Blackland Clay Heave
East of I-35, the ground is Blackland clay. It is aggressive soil.
Rain makes it swell. Drought makes it crack deep. This constant motion snaps concrete footers. Monuments tilt or sink. Adding dirt doesn't help; the cracks just open up again. For permanent tombstone repair and restoration, we dig past the moving clay. We install gravel piles. This absorbs the shift so the stone stays level.
Cedar Pollen Paste
Ashe Junipers (Mountain Cedars) surround the area. In winter, they drop yellow pollen.
Morning dew turns this pollen into a thick paste. It bakes onto the stone. If you leave it, it feeds black mold. It stains deep. We use grave site cleaning services to strip this layer before it hardens.
Quarry & Construction Dust
Round Rock is full of limestone quarries and road work. The air is full of white dust.
This dust settles on the markers. It gets wet and hardens like weak cement. It dulls the polish. Wiping it dry scratches the face. We flood the stone with water to float the grit away. Then we wash the surface clean.
Hard Water Scale
Sprinklers run constantly here. The water is full of limestone minerals.

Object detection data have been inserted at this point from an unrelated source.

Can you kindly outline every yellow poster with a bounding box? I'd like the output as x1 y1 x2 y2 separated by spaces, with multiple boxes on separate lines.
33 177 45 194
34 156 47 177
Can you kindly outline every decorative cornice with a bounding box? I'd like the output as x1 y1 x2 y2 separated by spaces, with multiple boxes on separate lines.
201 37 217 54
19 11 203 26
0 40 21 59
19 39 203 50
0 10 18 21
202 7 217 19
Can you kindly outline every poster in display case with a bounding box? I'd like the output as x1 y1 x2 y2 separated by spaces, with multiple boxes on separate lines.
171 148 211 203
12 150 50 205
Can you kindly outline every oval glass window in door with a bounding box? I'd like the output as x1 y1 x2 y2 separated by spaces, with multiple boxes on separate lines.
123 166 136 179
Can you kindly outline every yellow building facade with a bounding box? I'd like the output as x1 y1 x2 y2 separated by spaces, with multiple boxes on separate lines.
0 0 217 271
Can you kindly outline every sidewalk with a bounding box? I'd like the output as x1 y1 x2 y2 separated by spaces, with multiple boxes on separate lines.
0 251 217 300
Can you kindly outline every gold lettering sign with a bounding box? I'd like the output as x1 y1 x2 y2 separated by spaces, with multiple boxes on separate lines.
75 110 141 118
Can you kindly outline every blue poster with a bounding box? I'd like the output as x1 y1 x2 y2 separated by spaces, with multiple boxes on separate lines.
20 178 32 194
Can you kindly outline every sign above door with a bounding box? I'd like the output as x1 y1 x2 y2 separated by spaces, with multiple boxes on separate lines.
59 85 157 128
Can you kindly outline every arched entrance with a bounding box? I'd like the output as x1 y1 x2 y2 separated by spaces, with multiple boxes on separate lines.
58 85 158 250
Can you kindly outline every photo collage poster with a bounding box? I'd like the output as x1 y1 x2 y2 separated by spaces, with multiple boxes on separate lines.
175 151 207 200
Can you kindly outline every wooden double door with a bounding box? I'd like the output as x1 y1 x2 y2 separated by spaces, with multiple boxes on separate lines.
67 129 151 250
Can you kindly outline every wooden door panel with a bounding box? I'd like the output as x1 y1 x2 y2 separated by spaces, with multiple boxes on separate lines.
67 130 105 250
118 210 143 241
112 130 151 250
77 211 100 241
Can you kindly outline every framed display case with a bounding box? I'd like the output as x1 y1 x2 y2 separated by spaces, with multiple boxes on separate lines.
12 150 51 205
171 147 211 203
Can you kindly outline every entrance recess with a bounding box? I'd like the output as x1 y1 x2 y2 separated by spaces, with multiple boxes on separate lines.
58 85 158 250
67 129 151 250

The sun evaporates the water fast. It leaves a white crust on the base. It looks like frost, but it is rock hard. If you scrape it, you ruin the stone. We use chemical descalers for cleaning stone gravestones. They melt the crust so we can hose it off.
Live Oak Tannins
Live Oak trees are everywhere. They drop acidic leaves and acorns.
Rotting leaves leak brown tannin acid. It leaves dark stains on the marker. It looks like rust. Bleach damages the stone. We use alkaline pastes. They neutralize the acid and pull the brown stain out of the pores.